Now, let’s look at how well Zipf’s law holds for this small corpus of files. We can check by following the example in chapter 3.2 of the text mining book:
a_n_rank = a_n %>%
group_by(chapter) %>%
mutate(rank = row_number(),
`term frequency` = n/sum(n))
# Zipf's law!
a_n_rank %>%
ggplot(aes(rank, `term frequency`, color = chapter)) +
geom_line(size = 1.1, alpha = 0.8) +
scale_x_log10() +
scale_y_log10()
Not exactly linear, right? Well, that is to be expected with such a small amount of words and in a technical publication.
The book also shows how to extract the tf-idf
metric. This is the ratio of the term frequency in a given chapter and its frequency in the whole collection. Basically, this shows which terms are more common in a particular chapter compared to other chapters.
This is quite easy following the examples; we’ll take the top 12 words for each chapter this time:
tf_idf = a %>%
group_by(chapter) %>%
count(word, sort = TRUE) %>%
bind_tf_idf(word, chapter, n) %>%
arrange(desc(tf_idf))
tf_idf %>%
group_by(chapter) %>%
top_n(12, tf_idf) %>%
slice(1:12) %>%
ungroup() %>%
mutate(word = reorder(word, tf_idf)) %>%
ggplot(aes(word, tf_idf, fill = chapter)) +
geom_col(show.legend = FALSE) +
facet_wrap(~chapter, scales = "free") +
ylab("tf-idf") +
coord_flip()
Oh no, the ordering issue strikes again! But… since the plot comes out almost correct and I’m too lazy to fix it right now, this will have to do , sorry ๐. (If this were a textbook I would say the exercise is left for the reader)
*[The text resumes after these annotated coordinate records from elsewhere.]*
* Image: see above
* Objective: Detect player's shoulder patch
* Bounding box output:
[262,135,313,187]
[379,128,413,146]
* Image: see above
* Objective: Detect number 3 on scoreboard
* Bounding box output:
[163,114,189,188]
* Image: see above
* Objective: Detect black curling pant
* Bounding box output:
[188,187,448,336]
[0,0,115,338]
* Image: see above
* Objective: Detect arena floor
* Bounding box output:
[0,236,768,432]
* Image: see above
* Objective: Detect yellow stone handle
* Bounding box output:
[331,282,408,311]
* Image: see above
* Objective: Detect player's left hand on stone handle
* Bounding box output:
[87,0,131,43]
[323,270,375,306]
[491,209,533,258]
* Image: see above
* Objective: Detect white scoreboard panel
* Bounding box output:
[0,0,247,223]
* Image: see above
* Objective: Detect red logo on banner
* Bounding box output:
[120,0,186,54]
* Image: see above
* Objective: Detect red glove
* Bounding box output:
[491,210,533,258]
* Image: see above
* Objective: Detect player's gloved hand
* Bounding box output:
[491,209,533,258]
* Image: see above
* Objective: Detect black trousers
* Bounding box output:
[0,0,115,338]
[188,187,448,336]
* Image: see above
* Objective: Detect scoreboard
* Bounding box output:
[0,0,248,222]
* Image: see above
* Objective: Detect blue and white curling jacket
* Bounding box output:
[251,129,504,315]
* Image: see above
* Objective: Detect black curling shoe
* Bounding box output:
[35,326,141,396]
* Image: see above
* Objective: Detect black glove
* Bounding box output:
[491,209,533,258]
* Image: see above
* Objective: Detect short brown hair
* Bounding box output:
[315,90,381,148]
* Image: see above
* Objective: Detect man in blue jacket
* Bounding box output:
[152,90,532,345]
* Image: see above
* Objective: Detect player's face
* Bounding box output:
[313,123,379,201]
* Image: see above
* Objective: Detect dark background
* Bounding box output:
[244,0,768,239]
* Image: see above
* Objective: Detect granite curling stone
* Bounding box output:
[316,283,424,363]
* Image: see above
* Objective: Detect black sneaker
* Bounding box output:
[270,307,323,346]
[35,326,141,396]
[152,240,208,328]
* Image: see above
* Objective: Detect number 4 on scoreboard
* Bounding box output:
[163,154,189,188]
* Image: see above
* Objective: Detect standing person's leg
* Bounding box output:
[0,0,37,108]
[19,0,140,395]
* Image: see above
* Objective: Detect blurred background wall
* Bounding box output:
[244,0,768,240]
What this plot shows is that in chapter 1 I really talk a lot about risk, which is a term that I never use in other chapters. This is because my thesis deals with hazard, which is a different concept from risk, and in chapter 1 I make this distinction very clear. Interpolation is very prominent in chapter 3, since this is where I describe the gridding procedures used to create the observational precipitation dataset that I use. All in all, most of what is shown is what I would expect, knowing what is in every chapter. How boring!
Speaking of boring, how positive is each chapter? We can assign a positivity score to each word (yes, there are tables, and yes, Trump’s tweets are found to be quite negative), and average them:
a_sent = a_n %>%
inner_join(get_sentiments("afinn"), by = "word") %>%
group_by(chapter) %>%
summarize(score = sum(score * n) / sum(n))
a_sent %>%
ggplot(aes(chapter, score, fill = score > 0)) +
geom_col(show.legend = FALSE) +
coord_flip() +
ylab("Average sentiment score")
It turns out that the first three chapters are a bit negative, with the first (the introduction) being worst. But I recover and start thinking in positive terms (or rather, selling my work with fancy words ๐) in the second half of the thesis, peaking with very positively-written conclusions.
Well, this wraps up this rather short and quite uneventful diversion into text mining, I hope you enjoyed it!